Konteynerde üç kuşak bir arada (toplam 9 kişi) kalıyoruz. Yaşlıların ve çocukların sorumluluğu benim üzerimde. Her şeyi idare etmek ve herkesi düşünmek zorundayım. Ne diyelim buna şükür (Kahramanmaraş’ta depremzede bir kadın). DEPREMDE KADINLAR NEYE İHTİYAÇ DUYUYOR?

Saha çalışmaları sırasında afetlerde kadınlara ve kız çocuklarına özel ihtiyaçların (hijyen kitlerine erişim, güvenli doğum ve doğum sonrası bakıma erişim, güvenli ve temiz tuvalet/banyo/barınma alanları vb.) karşılanmasının ne kadar önemli olduğunu bir kez daha anladım.

Yurtta kalmayı hiç düşünmedim, çok kalabalıktı. Çok şükür evlatlarıma bir şey olmadı. En büyük duam buydu. Başkalarının üzerinde konaklamak, depremden daha çok yordu beni. Herkes kendi evini arıyor, kendi düzenini arıyor. Kimseye yük olmak istemem, özgür olmak isterim (Adana’da depremzede bir kadın).
Deprem bölgesinde kadınlar dayanışmayı ilmek ilmek örerek büyütüyor. Kadınlar dayanışmayla yaralarını sarıyor ve iyileşiyor. Nitekim, kadınlar depremde de birlikte güçlü. En nihayetinde, kadınlar her zaman ve her yerde birlikte güçlü.

Aslında depremin yükü kadınların omuzlarında. Evde engelli, hasta veya yaşlı varsa sorumluluğu kadına yükleniyor. Kadınlar çocuklarının eğitimini, güvenliğini, barınmasını, temel ihtiyaç malzemelerine erişimini sürekli düşünüyor. Diğer bir ifadeyle, kadınlar A’dan Z’ye her şeyi düşünmek zorunda kalıyor!
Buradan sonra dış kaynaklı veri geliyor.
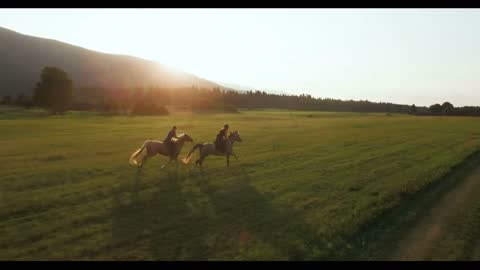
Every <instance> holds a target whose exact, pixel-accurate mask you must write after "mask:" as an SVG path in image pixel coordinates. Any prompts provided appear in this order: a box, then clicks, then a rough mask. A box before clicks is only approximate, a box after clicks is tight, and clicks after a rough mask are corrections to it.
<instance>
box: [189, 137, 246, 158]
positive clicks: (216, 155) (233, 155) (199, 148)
mask: <svg viewBox="0 0 480 270" xmlns="http://www.w3.org/2000/svg"><path fill="white" fill-rule="evenodd" d="M241 141H242V139H241V138H240V135H239V134H238V132H237V131H234V132H233V133H231V132H230V135H228V138H227V141H226V142H225V152H220V151H218V150H217V149H215V144H213V143H204V144H201V143H199V144H196V145H195V146H194V147H193V148H192V150H190V152H188V155H187V156H186V157H185V158H184V159H182V161H183V163H184V164H188V163H189V162H190V159H191V157H192V154H193V152H195V150H197V149H200V158H199V159H198V160H197V161H196V162H195V166H196V165H198V164H200V166H202V163H203V160H204V159H205V158H206V157H207V156H208V155H214V156H226V157H227V166H230V156H234V157H235V158H236V159H238V158H237V156H236V155H235V153H233V143H234V142H241Z"/></svg>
Psikolojik sorunlar ve hastalık sebebiyle 1 yıldır çalışmıyorum. Annem çocuk bakıcılığı ve temizlik işlerine (gündelikçi olarak) gidiyor. Geçimimizi böyle sağlıyoruz (Adana’da depremzede bir erkek). DEPREMDE DE KADINLAR BİRLİKTE GÜÇLÜ!

Kadınlarla Dayanışma Vakfı (KADAV)’ın Hatay Serinyol’daki mor konteynerını inceledim. Hijyen ürünlerinden temizlik malzemelerine, kişisel bakımdan psikolojik desteğe kadar kadınların ihtiyaç duyabileceği her şey var burada.
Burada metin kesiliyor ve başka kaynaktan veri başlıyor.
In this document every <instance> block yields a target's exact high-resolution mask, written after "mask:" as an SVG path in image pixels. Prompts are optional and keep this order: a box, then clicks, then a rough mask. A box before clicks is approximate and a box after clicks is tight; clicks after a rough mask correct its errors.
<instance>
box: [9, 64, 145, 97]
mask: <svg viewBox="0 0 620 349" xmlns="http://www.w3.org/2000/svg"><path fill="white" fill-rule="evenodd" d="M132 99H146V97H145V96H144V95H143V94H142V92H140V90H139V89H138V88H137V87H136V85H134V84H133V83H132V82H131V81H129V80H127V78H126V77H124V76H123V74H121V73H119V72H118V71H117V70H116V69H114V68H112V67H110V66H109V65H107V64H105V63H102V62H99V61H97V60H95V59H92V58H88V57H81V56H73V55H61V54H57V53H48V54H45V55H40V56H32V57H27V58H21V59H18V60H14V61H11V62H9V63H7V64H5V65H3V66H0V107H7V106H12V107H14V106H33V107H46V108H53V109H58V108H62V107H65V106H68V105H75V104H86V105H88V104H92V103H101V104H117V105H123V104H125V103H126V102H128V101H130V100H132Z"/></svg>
İşin özeti, deprem bölgesinde kadınlar dayanışmayı ilmek ilmek örerek büyütüyor. Kadınlar dayanışmayla yaralarını sarıyor ve iyileşiyor. Nitekim, kadınlar depremde de birlikte güçlü. En nihayetinde, kadınlar her zaman ve her yerde birlikte güçlü.

SON SÖZLER: ÖNCE YOLDAŞ, SONRA YOL

Kadınlar kırılgan değil, dirençli gruplar. Bu duruma deprem bölgesinde bir kez daha şahit oldum. Kadınların her şeye rağmen yılmadan, bıkmadan ve usanmadan ayakta kalma çabasını gördüm.
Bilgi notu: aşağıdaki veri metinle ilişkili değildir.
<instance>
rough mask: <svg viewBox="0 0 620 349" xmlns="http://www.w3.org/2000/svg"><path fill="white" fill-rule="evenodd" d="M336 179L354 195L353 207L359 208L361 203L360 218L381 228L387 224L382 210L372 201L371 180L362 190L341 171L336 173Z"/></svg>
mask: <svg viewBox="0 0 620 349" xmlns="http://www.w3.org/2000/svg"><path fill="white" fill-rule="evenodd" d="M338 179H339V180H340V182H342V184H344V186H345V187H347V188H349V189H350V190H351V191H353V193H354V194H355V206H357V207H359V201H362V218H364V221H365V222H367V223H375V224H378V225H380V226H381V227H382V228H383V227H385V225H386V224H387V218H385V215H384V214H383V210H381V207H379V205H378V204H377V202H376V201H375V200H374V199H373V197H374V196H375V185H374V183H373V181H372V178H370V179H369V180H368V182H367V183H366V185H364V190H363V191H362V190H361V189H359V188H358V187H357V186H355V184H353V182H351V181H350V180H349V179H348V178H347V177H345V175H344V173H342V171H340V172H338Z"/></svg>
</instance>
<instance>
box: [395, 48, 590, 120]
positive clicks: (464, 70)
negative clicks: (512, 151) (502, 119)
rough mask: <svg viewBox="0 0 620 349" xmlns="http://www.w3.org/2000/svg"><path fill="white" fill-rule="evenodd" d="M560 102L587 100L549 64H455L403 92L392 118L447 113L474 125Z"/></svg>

Kadın dayanışmasının her sorunun üstesinden gelebilecek güçte olduğuna inanıyorum.

Ümitsizliğe kapılmak, yılmak ve yorulmak yok. Yaraları dayanışmayla ile hep birlikte saracağız.Önce yoldaş, sonra yol” diyor şair. Yoldaşımız güzelse yolumuz da güzelleşiyor.

Yolumuz her daim “bilim”, yoldaşımız “dayanışma” olsun.